In the 2021 Census of Population conducted by Statistics Canada, Scugog had a population of 21581 living in 8243 of its 8734 total private dwellings, a change of from its 2016 population of 21617. With a land area of 474.38 km2, it had a population density of in 2021.

Panethnic groups in the Township of Scugog (2001−2021)
| Panethnic group | 2021 |  | 2016 |  | 2011 |  | 2006 |  | 2001 |  |
| Pop. | % | Pop. | % | Pop. | % | Pop. | % | Pop. | % |
| European | 19,670 | 92.41% | 20,140 | 94.78% | 20,370 | 96.11% | 20,585 | 97.31% | 19,325 | 96.79% |
| Indigenous | 500 | 2.35% | 445 | 2.09% | 315 | 1.49% | 180 | 0.85% | 235 | 1.18% |
| East Asian | 300 | 1.41% | 155 | 0.73% | 205 | 0.97% | 160 | 0.76% | 135 | 0.68% |
| South Asian | 295 | 1.39% | 150 | 0.71% | 40 | 0.19% | 75 | 0.35% | 60 | 0.3% |
| African | 155 | 0.73% | 120 | 0.56% | 30 | 0.14% | 70 | 0.33% | 80 | 0.4% |
| Middle Eastern | 95 | 0.45% | 25 | 0.12% | 60 | 0.28% | 15 | 0.07% | 0 | 0% |
| Southeast Asian | 85 | 0.4% | 120 | 0.56% | 65 | 0.31% | 25 | 0.12% | 115 | 0.58% |
| Latin American | 85 | 0.4% | 45 | 0.21% | 50 | 0.24% | 15 | 0.07% | 10 | 0.05% |
| Other/multiracial | 105 | 0.49% | 70 | 0.33% | 35 | 0.17% | 50 | 0.24% | 25 | 0.13% |
| Total responses | 21,285 | 98.63% | 21,250 | 98.3% | 21,195 | 98.27% | 21,155 | 98.68% | 19,965 | 98.97% |
| Total population | 21,581 | 100% | 21,617 | 100% | 21,569 | 100% | 21,439 | 100% | 20,173 | 100% |
Note: Totals greater than 100% due to multiple origin responses

==In film==
- The 1973 TV movie, The Thanksgiving Treasure, starring Jason Robards, was partially filmed at the general store in Seagrave, and at a farm on Old Simcoe Road just to the west of Seagrave.

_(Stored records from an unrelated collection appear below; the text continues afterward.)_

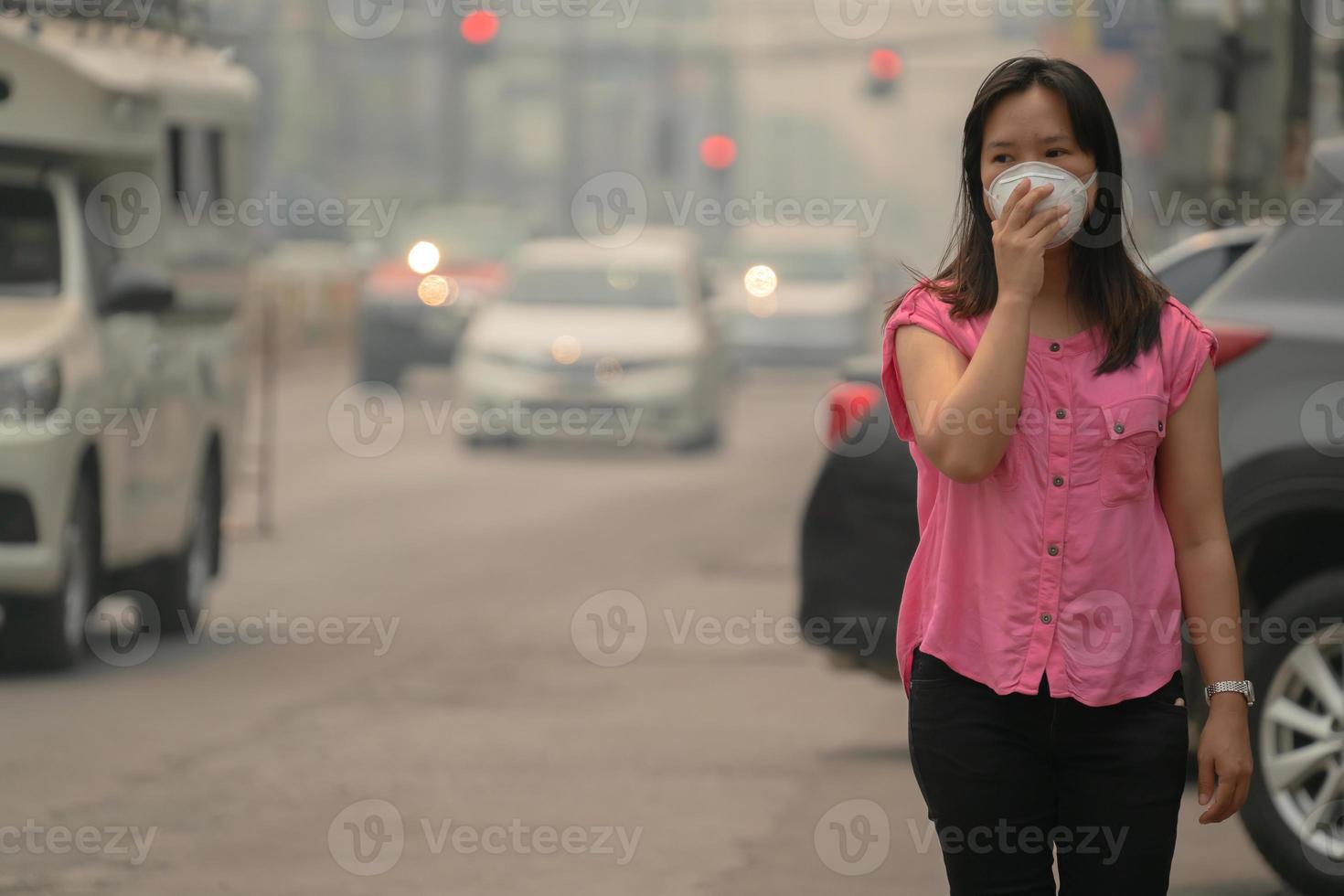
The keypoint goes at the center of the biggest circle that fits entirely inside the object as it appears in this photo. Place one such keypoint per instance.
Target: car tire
(48, 632)
(379, 369)
(185, 579)
(709, 440)
(1270, 813)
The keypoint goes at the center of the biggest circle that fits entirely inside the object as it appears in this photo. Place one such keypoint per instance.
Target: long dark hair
(1115, 294)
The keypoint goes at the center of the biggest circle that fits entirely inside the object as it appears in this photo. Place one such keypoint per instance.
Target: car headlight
(33, 387)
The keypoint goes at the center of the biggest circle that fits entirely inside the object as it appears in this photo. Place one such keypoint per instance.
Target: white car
(122, 374)
(797, 294)
(606, 344)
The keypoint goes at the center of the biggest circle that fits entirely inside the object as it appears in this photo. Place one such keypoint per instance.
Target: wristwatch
(1243, 688)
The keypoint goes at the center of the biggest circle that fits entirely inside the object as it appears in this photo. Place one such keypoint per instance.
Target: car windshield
(1297, 263)
(595, 286)
(30, 243)
(1189, 278)
(460, 234)
(805, 266)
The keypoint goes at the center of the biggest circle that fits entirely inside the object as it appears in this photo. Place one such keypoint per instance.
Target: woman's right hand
(1020, 240)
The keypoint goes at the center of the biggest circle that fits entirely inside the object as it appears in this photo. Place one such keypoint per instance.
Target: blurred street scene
(441, 448)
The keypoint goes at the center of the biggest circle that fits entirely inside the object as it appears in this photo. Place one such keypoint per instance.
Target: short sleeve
(1186, 346)
(923, 309)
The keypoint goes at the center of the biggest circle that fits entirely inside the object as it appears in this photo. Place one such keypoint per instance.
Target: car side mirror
(136, 291)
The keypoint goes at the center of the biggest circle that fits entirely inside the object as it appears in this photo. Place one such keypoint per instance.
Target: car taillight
(851, 406)
(1235, 340)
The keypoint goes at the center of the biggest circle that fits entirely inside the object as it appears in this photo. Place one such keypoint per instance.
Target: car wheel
(707, 440)
(48, 632)
(1296, 806)
(185, 583)
(374, 368)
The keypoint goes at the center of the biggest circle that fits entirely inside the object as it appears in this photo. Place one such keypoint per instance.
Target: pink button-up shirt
(1061, 561)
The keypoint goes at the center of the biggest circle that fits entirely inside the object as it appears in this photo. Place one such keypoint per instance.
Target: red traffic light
(884, 63)
(718, 152)
(480, 27)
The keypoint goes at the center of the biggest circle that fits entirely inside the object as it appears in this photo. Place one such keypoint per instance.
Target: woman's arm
(1189, 483)
(964, 411)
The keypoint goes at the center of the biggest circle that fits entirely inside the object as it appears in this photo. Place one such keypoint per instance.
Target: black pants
(1012, 781)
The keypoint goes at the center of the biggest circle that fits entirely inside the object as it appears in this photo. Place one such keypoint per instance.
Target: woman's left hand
(1224, 756)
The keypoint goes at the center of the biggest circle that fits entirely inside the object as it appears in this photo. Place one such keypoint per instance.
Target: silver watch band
(1232, 687)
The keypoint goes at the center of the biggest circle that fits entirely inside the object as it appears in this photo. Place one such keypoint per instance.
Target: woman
(1063, 420)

- The 1978 TV movie, Home to Stay, starring Henry Fonda, was shot on a farm on 12 Scugog Line and at Seagrave.
- Parts of the 1996 film Fly Away Home were filmed in Scugog.

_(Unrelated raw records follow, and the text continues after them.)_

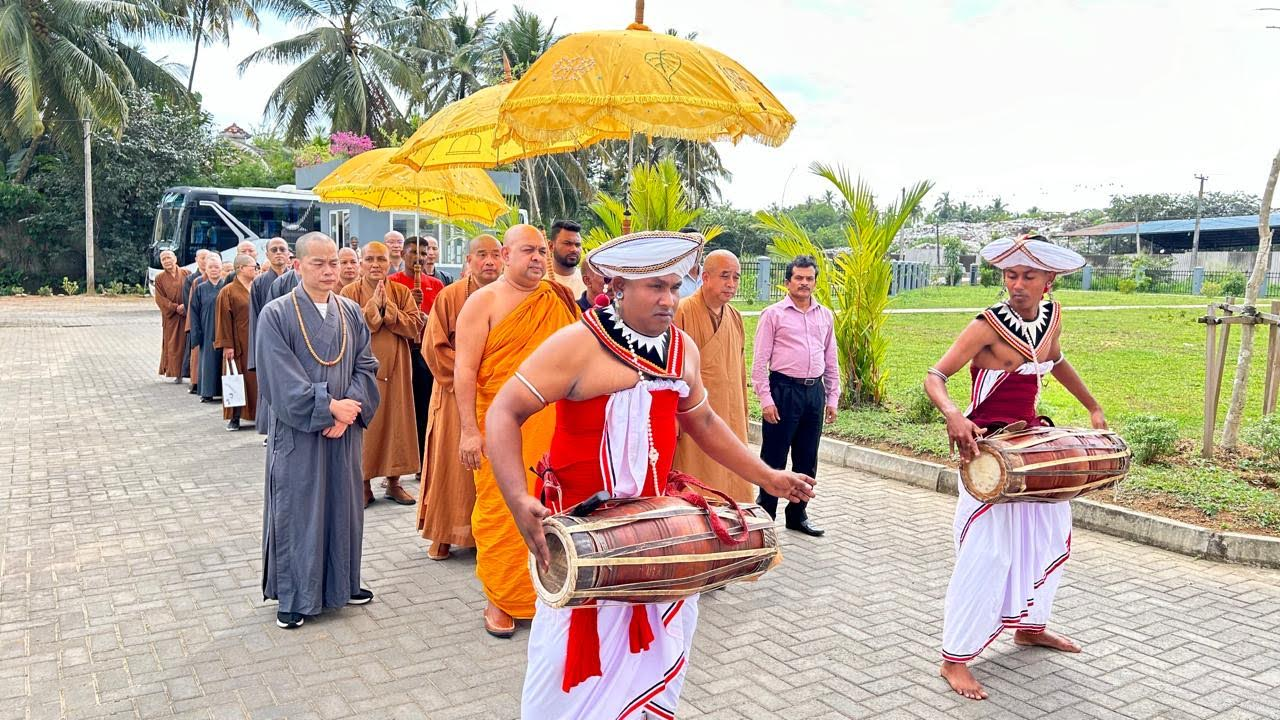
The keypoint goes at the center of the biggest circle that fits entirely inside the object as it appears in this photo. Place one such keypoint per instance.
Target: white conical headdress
(1034, 251)
(647, 255)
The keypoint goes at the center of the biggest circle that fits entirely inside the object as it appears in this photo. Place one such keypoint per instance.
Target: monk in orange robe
(498, 327)
(173, 315)
(231, 335)
(448, 492)
(716, 327)
(394, 320)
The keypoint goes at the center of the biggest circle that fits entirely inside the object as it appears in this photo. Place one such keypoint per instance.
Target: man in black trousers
(796, 377)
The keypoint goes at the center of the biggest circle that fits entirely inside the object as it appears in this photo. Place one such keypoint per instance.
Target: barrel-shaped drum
(650, 550)
(1045, 464)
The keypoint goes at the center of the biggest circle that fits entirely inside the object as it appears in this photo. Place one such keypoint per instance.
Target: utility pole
(1200, 199)
(88, 209)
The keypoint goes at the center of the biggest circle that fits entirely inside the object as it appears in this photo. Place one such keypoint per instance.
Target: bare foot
(961, 680)
(1046, 638)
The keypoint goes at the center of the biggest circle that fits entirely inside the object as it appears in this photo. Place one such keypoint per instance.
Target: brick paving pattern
(129, 586)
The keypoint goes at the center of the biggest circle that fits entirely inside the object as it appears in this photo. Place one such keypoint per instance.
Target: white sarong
(641, 686)
(1009, 557)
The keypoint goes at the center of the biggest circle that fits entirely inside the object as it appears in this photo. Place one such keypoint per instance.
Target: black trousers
(796, 433)
(423, 384)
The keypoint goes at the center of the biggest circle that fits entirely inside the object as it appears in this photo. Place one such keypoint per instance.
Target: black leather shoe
(807, 528)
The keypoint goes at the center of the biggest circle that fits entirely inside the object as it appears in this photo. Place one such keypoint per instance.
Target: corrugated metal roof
(1174, 227)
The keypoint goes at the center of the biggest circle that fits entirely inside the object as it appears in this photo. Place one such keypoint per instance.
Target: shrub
(1265, 436)
(919, 408)
(1234, 285)
(1150, 437)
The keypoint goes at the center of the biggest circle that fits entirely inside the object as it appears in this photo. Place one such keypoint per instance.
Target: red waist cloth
(575, 451)
(429, 286)
(1013, 400)
(575, 458)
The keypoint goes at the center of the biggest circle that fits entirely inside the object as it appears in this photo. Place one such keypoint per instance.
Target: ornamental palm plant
(854, 283)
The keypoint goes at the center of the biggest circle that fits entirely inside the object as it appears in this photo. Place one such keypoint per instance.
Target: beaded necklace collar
(662, 356)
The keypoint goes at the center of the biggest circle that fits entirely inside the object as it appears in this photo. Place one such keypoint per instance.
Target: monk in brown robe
(448, 491)
(716, 328)
(499, 326)
(173, 315)
(394, 320)
(232, 336)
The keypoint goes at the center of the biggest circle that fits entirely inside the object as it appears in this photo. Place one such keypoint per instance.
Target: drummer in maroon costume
(1009, 556)
(624, 379)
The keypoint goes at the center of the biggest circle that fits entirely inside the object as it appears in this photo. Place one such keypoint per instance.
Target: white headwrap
(1033, 251)
(647, 255)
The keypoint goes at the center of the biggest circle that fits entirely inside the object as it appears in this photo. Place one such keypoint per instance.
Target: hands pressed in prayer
(963, 436)
(529, 520)
(791, 486)
(344, 411)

- The downtown scenes from 2004's Welcome to Mooseport were shot in Port Perry.
- The downtown scenes from Hemlock Grove were shot in Port Perry.
- In Season 3 "Lakeside" of American Gods, some parts were shot in downtown Port Perry. They painted the mill black and made other little changes around the town.